Crain’s Chicago Business reports:
“ Illinois is among a dozen states where the number of new enrollees surpassed projections for the expansion of Medicaid under Obamacare. While the surge in signups lifts the number of insured people, it has also stoked worries about the future cost to taxpayers.
Illinois and Cook County eventually will have to bear 10 percent of the cost of expanding the safety-net insurance program for the poor. The federal government agreed to pay all costs for the expansion through 2016, but it will begin lowering its share in 2017.
More than twice as many Illinois residents have enrolled under the expansion than former Democratic Gov. Pat Quinn’s administration projected. It expected 298,000 people to sign up in 2015, but 623,000 newly eligible Illinoisans enrolled by the end of June. Signups have outstripped forecasts in at least a dozen states, according to a new analysis by the Associated Press.
It’s unclear why the Illinois estimates were so off, said Laurence Msall, president of the Civic Federation, a Chicago-based nonpartisan government research organization. Consultants the state used couldn’t have known how Cook County’s expansion of Medicaid a year early, under a special arrangement with the federal government, would drive thousands to sign up. Or how a multimillion-dollar advertising campaign funded by federal grants would persuade many more.
With more people getting free health care, costs to Illinois and Cook County will increase as the federal government scales back what it pays from 100 percent to 90 percent by 2020.
In 2020, the Medicaid expansion will cost the state $208.6 million and Cook County $72.6 million, according to new projections from Gov. Bruce Rauner’s administration.
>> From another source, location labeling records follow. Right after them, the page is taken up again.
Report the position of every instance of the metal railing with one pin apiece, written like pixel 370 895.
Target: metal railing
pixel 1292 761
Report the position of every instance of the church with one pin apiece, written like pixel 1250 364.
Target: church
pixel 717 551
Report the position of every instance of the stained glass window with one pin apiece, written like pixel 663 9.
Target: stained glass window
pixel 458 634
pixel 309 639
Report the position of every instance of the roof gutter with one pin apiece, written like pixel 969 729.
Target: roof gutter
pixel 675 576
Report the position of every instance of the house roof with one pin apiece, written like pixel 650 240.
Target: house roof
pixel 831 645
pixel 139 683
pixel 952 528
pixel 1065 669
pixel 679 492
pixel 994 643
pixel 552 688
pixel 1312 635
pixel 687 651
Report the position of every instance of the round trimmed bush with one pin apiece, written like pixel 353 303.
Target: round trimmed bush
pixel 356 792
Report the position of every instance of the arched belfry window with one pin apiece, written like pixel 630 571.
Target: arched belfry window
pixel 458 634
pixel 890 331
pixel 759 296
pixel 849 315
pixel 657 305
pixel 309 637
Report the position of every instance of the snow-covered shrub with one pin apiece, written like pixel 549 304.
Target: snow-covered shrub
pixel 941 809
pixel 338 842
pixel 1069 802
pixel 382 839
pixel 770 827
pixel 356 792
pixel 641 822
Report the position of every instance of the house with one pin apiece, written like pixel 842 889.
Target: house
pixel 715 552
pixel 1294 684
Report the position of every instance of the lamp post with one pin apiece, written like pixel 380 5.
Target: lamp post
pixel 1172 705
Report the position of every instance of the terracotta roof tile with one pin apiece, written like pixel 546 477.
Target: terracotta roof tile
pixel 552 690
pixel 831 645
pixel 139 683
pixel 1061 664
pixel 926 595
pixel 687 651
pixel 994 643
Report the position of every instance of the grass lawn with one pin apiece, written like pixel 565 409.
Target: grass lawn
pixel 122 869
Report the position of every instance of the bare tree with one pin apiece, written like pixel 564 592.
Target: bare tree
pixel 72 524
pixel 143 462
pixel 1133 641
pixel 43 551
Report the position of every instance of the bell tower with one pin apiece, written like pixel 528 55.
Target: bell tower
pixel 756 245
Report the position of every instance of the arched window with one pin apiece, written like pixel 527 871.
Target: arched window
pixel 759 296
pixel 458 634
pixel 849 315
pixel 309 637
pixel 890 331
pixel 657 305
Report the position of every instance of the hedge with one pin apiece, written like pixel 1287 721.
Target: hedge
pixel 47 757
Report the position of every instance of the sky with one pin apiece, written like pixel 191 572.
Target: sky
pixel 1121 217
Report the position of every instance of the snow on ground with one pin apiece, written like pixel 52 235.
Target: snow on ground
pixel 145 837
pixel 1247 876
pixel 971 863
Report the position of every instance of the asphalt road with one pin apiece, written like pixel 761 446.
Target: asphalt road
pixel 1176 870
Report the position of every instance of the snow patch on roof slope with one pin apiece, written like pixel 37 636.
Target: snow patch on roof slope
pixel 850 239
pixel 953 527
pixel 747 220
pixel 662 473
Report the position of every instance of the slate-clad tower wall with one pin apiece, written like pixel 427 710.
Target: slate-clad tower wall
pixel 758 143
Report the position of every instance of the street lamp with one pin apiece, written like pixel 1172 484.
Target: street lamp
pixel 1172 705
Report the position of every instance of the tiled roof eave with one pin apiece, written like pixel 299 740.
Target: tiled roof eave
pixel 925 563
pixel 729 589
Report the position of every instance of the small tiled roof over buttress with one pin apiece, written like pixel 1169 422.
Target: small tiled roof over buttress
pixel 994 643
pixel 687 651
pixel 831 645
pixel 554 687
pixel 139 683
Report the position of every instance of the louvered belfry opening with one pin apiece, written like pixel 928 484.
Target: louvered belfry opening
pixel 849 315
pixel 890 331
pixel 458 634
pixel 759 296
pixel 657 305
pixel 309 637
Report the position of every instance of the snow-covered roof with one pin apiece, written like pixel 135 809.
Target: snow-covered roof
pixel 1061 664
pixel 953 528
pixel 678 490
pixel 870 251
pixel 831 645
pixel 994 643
That year, the federal government’s share of the Medicaid expansion costs will be $3.03 billion.
“These impending added costs are one more reason Illinois needs to control the reckless spending of the past right now,” Illinois Department of Healthcare and Family Services spokesman John Hoffman said in an emailed statement.
Dr. Jay Shannon, CEO of the Cook County Health and Hospitals System, said the economic benefits to health care providers can offset the costs. After the Medicaid expansion, the county’s taxpayer-funded health system flipped from serving mostly uninsured to mostly insured patients. Before expansion, more than half the patients using county hospitals and clinics had no insurance; now about two-thirds are insured.
“For the first time in this organization’s history, we have a majority-insured population,” Shannon said. “That’s entirely because of the Medicaid expansion.”
SAVINGS TO COOK COUNTY
The expansion already has saved county taxpayers money and will continue to do so, he said. The county’s costs for unreimbursed care fell from more than $500 million in 2013 to $342 million in 2014.
Chicago resident Earl Charles Williams Sr. is among the newly insured. The 59-year-old part-time social worker said he can’t imagine what his life would be like without the Medicaid expansion and the county doctor who helps him keep his diabetes under control.
“I’m very grateful,” Williams said. “I do feel every American should have insurance.”